Some companies will give you a one to one match, meaning for every dollar you put in, they’ll contribute a dollar as well – others will match up to a certain percentage of your total salary. This is always a good question to ask when you’re looking into a new job – do they have a 401k, and if so, do they have an employer match? If the answer is yes, ALWAYS max out that employer match whenever you can – it’s free money!
The other benefit of a 401k is the ease of changing it – if you start out contributing 5% of your paycheck to it, and later decide to contribute more, most have online platforms now that you can sign into and make changes automatically. If not, a quick chat with your HR and a simple form can do the same thing.
There are also options to contribute in different ways; a Traditional IRA is tax-free when you contribute, but you will pay taxes on it when you withdraw funds down the road. With a Roth IRA, you pay taxes on your contributions, but the money you withdraw down the road will be tax-free. Keep in mind that this money is going to earn interest over time, so while the traditional method has its benefits, you’re eventually paying taxes on more money down the road, where the Roth earnings will generally be tax-free.
I personally contribute to both types within my 401k, but am definitely planning on leaning more heavily on the Roth as I continue to contribute more – why pay more taxes later on more money? There are also a variety of funds you can contribute to within your plan – typically the recommendation is to put more towards growth when you’re younger, because you can bear more risk. As you get older, you’ll want to adjust so that your plan is a little on the safer side – there are a lot of options out there, but a quick chat with HR or your plan representative can shed some light on the subject if you’re not confident with your picks.
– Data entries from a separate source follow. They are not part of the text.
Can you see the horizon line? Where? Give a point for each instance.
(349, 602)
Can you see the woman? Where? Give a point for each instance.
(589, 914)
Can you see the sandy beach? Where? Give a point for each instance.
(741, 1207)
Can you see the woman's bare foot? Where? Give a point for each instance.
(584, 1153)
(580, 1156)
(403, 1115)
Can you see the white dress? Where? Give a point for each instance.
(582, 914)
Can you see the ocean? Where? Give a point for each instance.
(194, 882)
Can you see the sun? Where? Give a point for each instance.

There are a million plans out there, SIMPLE IRA’s (Savings Incentive Match Plan for Employees), Tax-Deferred Annuities (TDA), Tax-Sheltered Annuities (TSA), the list goes on… the important thing is to find out what your employer offers, use is wisely, and to get your own if they don’t offer one. Saving a few dollars out of your paycheck now means that it will gain interest over time, so the more you can contribute earlier, the better off you’ll be down the road. Even small contributions in your 20’s are going to have a bigger impact than giant contributions in your 40’s, so save early and save often!
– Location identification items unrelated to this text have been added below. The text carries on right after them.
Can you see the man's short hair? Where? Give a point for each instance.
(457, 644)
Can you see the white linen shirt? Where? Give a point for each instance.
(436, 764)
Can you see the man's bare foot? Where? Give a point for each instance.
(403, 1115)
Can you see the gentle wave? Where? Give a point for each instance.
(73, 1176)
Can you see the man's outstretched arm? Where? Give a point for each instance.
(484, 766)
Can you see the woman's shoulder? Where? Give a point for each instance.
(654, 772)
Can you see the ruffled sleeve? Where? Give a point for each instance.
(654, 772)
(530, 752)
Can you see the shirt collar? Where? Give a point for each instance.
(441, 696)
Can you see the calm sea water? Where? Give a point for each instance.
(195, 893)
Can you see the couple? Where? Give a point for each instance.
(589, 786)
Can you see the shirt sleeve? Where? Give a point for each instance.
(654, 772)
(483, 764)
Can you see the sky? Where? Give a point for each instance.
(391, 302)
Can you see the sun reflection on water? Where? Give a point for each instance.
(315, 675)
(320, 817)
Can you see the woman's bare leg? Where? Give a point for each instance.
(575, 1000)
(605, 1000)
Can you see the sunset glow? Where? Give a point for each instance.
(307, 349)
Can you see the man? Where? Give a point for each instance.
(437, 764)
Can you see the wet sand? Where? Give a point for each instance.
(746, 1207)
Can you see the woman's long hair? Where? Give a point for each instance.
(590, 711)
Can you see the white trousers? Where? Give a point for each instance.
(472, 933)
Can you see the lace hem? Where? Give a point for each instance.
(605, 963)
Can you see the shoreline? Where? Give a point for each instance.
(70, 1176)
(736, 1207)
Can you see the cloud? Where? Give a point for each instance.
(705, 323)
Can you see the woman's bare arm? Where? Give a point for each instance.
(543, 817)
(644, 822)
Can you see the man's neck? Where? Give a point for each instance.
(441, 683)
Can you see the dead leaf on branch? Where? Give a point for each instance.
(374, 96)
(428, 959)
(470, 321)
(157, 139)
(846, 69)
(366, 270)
Another thing to keep in mind is that when you move jobs, you should “roll over” your old plan into your new one, and continue to grow that money. I can’t tell you how many people I’ve talked to that have forgotten about old plans they contributed to – if you aren’t rolling it over, you aren’t going to remember about it several decades from now, and that’s money left on the table.
Some rollovers have certain catches so make sure you do your research – 401k to 401k is usually no problem, but once I had to roll a SIMPLE IRA over into a 401k, and I had to wait until the SIMPLE account was 2 years old or face a huge penalty on “withdrawing” that money early, even though it was going straight into another plan. The goal here is to arm yourself with information, so you can’t be caught off guard – the more you know, the better.
I’ll wrap this up by saying that I’m still setting goals for myself in the retirement savings department – my journey is still in progress. Do what you can, and think hard about where your money is going. If you get a raise or bonus, consider putting additional money towards your retirement instead of that jet ski… at the end of the day, this is money you’re setting aside to take care of you, and while it’s not as flashy as a jet ski, it’s going to last a heck of a lot longer.